I can’t open that: how packaging is a problem for people with arthritis
People with sore hands or arthritis frequently have to fight to open containers of food and drink, a survey shows.
More than 400 people, recruited mainly from Arthritis Australia's Facebook page, took part in the survey about the ease of opening packets.
More than 60% of respondents (252) had arthritis and 17% reported regular hand pain or stiffness.
Overall, 44% said they had trouble daily opening food and drink packaging. Among people with arthritis it was a problem for 60%.

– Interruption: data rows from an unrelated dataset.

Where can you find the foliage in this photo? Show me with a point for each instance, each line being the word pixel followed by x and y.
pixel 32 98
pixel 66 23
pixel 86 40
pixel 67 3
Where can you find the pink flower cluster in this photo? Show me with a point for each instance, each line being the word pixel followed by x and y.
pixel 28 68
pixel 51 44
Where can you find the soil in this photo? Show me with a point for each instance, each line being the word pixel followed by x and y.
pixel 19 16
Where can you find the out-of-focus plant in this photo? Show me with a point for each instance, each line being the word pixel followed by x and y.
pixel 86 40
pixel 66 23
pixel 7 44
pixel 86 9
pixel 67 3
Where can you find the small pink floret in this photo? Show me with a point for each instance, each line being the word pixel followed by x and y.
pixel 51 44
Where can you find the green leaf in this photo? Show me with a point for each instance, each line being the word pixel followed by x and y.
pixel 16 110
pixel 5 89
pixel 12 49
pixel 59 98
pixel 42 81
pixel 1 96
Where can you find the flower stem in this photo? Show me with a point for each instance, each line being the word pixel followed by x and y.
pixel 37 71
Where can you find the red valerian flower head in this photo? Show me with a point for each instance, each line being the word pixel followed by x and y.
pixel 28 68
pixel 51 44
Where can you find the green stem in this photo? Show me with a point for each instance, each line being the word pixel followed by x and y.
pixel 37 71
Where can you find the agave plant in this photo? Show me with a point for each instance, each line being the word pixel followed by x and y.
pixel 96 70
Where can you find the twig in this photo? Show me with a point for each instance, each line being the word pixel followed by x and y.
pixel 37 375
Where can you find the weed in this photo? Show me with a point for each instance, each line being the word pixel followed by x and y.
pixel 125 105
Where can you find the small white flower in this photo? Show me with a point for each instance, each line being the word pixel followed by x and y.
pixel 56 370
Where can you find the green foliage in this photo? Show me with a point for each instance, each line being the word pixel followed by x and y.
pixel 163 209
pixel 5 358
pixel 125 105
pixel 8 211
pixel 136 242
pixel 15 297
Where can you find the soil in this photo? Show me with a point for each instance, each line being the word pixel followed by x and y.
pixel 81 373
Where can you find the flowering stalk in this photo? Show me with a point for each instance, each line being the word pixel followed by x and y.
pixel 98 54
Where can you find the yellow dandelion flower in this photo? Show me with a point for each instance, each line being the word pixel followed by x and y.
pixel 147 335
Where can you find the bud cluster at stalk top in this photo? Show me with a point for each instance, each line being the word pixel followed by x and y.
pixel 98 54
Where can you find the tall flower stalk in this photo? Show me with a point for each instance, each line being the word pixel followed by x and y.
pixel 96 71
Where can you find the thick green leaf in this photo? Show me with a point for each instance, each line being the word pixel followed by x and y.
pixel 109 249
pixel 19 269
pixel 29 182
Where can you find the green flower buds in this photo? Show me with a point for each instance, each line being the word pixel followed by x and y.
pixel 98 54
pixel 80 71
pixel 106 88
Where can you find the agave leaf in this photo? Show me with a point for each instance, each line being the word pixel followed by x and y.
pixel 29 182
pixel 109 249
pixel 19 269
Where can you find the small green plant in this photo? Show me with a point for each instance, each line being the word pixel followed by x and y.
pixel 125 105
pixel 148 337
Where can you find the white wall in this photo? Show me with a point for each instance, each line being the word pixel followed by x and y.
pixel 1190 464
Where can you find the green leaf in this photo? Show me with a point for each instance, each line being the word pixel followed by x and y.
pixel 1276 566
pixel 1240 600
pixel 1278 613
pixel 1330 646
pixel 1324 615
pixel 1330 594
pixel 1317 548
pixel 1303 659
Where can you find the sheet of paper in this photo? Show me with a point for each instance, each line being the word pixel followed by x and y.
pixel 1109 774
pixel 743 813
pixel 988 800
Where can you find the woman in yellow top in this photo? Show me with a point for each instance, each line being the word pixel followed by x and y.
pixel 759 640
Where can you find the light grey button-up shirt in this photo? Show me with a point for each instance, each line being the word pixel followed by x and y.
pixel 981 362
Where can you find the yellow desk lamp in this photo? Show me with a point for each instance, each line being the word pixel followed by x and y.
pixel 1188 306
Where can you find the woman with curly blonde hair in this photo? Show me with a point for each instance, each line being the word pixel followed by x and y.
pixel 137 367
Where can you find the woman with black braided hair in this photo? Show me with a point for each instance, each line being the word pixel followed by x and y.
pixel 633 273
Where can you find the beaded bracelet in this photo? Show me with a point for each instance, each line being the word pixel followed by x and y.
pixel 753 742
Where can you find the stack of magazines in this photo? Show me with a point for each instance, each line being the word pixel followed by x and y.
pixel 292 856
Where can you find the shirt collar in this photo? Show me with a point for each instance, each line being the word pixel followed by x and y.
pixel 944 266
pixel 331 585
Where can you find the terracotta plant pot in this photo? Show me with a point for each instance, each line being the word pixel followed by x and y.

The three main reported reasons were: the item was difficult to grip, hold and control; more force was needed to open it than they could muster; and, the co-ordination of fine finger movements was beyond them.
Opening glass jars with metal lids was particularly problematic with 8% of respondents reporting they had recently hurt themselves doing this, and 9% saying they had recently not been able to open such a jar at all.
More than 40% said they needed to use a tool to open jars.
“To open a glass jar I have to boil a kettle. Then I hold the jar upside down over the sink while pouring boiling water over and around the lid. This presents a risk of scalding,” said one woman in the 65-79 age group.
Opening a plastic water bottle with a plastic screw-top lid took the prize for being the task most likely to lead to having to ask someone else to help.
“I cannot open any soft drink bottle lids! ...feel like a child and have to ask sometimes strangers to open my drink,” said a woman in the 30-49 age range.
Containers with seals were the most likely to make people resort to using a tool.
“Foil-topped plastic containers (tomato paste) – I can never tear this type of lid off. I always have to resort to scissors and puncture the foil,” said a woman aged between 50-64 years.
The results were compared with the expectations of more than 80 people from the packaging industry.
“Many of the options were not as easily opened by consumers as the industry perceived,” the report concluded.